We're also at the point where you can send 133,000 cold emails a month - which is roughly what we're doing right now - and route the responses into a system that processes and qualifies them automatically. Combine that with a trained rep who's gone through fifty rounds in the simulator before touching a live conversation, and you've got a real outbound machine. The volume is there. The training infrastructure is now possible. The bottleneck used to be getting reps ready fast enough. That problem is being solved.
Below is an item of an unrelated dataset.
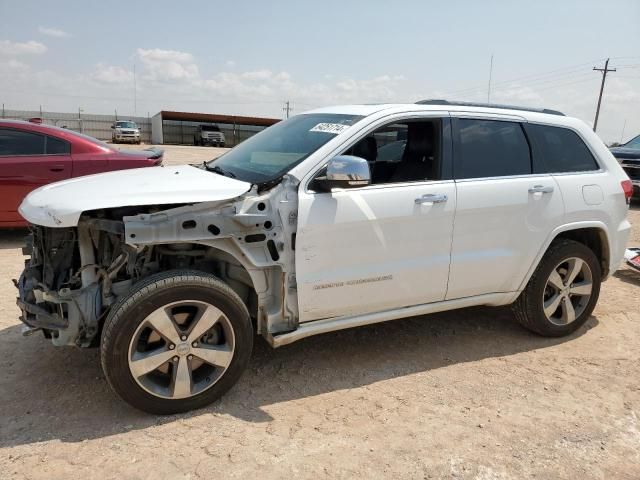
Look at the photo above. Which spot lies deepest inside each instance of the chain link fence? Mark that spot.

If you're building your own outbound system and need to get your prospect list dialed in first, ScraperCity's B2B database is what I use for lead sourcing - unlimited records, no per-lead fees, built for the kind of volume where this training approach actually makes sense. Tools like Smartlead and Instantly handle the sending infrastructure. And if you want enrichment and automation layered on top of your outreach, Clay is worth looking at.
The Insight Nobody Talks About
Everyone in this space talks about objection handling frameworks. They talk about scripts, sequences, subject lines. Those things matter - I wrote an entire book about it, the Cold Email Manifesto, and the fundamentals in it still apply. You need a sharp offer, a real case study, a clear call to action. That part hasn't changed.
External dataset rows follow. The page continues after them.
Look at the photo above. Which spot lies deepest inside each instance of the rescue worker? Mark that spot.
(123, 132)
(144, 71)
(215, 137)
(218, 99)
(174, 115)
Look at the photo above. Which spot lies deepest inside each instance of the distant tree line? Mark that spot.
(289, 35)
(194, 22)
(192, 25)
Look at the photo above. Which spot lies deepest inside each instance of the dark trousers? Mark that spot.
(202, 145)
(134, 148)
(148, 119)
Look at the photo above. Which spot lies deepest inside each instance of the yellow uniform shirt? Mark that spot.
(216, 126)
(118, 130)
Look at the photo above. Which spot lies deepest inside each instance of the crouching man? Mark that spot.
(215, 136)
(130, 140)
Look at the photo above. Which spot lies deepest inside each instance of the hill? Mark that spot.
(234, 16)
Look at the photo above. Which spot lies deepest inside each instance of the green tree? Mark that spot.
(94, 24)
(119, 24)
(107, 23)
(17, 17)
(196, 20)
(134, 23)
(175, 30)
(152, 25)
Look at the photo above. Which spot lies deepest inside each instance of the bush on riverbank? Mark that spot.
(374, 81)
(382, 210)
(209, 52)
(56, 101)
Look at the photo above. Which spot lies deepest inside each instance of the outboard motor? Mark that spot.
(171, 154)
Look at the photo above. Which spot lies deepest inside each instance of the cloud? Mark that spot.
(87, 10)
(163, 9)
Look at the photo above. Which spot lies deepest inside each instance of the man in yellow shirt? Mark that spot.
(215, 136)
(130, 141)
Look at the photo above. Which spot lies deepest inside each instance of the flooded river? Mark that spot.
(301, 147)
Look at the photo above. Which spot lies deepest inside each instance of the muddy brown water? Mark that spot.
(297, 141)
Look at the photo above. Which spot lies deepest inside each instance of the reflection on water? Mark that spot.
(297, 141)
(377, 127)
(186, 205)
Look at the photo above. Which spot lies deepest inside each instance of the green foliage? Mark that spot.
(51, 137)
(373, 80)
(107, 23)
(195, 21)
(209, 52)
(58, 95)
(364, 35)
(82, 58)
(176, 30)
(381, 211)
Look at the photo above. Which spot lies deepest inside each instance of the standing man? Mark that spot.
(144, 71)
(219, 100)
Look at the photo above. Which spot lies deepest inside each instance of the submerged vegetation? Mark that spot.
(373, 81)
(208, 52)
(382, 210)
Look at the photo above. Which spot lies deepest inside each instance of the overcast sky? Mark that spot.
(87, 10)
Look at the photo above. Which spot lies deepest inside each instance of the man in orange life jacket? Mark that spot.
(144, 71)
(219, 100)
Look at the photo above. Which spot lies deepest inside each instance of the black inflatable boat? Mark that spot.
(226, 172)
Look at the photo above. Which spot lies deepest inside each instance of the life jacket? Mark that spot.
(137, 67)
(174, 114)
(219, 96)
But frameworks are inert until they're tested under pressure. And pressure has always been the hard part to manufacture in a training context. You can't just tell someone how to handle a hostile prospect. They have to feel it - the coldness in the voice, the shortened responses, the sense that they have about eight seconds to say something worth hearing or the call is done. That feeling has to become familiar before it stops being destabilizing.
That's what the simulator does. It makes the uncomfortable familiar. It shrinks the gap between training and reality to the point where, when you're on a real call and the real Director of Sales goes cold on you, some part of your brain already knows this territory. You've been here. You got through it. You can get through it again.
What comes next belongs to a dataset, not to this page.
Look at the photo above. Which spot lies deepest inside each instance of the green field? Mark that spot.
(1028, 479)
The AI persona isn't impressive because of the technology. It's impressive because it's the first time in history that you can dial up consequence without putting a real human on the other end. That changes what training can be - not just for cold calling, but for any high-stakes conversation where information alone was never enough.
If you want the frameworks to start with while you're building out your own training process, grab the Top 5 Cold Email Scripts or the Discovery Call Framework - both are free. And if you want to work through this kind of infrastructure with me directly, check out Galadon Gold - that's where we go deep on the full system.
The rude Director of Sales is fake. The anxiety he creates is completely real. And that's the whole point.